During The Ramazan I Laid In My Stores For The Journey.
These consisted
of tea, coffee, loaf-sugar, rice, dates, biscuit, oil, vinegar,
tobacco, lanterns, and cooking pots, a small
Bell-shaped tent, costing
twelve shillings, and three water-skins for the Desert.[FN#14] The
provisions were placed in a "Kafas" or hamper artistically made of palm
sticks, and in a huge Sahharah, or wooden box, about three feet each
way, covered with leather or skin, and provided with a small lid
fitting into the top.[FN#15] The
[p.126]former, together with my green box containing medicines, and
saddle-bags full of clothes, hung on one side of the camel, a
counterpoise to the big Sahharah on the other flank; the Badawin, like
muleteers, always requiring a balance of weight. On the top of the load
was placed transversely a Shibriyah or cot, on which Shaykh Nur
squatted like a large crow.
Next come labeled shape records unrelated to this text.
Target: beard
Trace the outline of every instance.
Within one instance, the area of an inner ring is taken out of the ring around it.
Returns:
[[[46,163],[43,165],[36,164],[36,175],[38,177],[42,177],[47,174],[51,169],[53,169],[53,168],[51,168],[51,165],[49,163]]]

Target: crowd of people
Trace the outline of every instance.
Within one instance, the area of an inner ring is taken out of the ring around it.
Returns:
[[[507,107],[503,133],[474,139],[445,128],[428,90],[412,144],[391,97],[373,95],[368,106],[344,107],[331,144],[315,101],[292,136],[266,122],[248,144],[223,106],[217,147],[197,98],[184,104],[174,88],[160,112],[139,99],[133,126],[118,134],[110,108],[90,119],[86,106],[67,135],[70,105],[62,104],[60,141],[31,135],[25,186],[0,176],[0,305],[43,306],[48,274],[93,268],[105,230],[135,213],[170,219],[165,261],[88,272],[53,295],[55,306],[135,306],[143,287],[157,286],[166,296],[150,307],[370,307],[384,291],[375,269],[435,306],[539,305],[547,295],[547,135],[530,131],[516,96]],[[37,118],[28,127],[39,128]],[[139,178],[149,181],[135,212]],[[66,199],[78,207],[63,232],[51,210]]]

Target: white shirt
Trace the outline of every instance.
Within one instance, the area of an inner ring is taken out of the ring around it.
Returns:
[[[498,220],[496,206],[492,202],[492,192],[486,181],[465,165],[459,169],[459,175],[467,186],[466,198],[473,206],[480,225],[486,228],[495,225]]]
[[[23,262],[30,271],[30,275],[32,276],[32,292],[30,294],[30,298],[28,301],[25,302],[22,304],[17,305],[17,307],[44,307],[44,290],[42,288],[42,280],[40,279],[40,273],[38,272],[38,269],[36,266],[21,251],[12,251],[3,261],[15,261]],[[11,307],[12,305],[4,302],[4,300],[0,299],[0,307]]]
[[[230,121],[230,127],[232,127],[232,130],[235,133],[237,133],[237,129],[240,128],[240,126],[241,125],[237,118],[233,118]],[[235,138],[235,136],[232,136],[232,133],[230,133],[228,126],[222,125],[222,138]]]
This worthy had strutted out into the
streets armed with a pair of horse-pistols and a sword almost as long
as himself. No sooner did the mischievous boys of Cairo-they are as bad
as the gamins of Paris and London-catch sight of him than they began to
scream with laughter at the sight of the "Hindi (Indian) in arms,"
till, like a vagrant owl pursued by a flight of larks, he ran back into
the Caravanserai.
Having spent all my ready money at Cairo, I was obliged to renew the
supply. My native acquaintances advised me to take at least eighty
pounds sterling, and considering the expense of outfit for Desert
travelling, the sum did not appear excessive.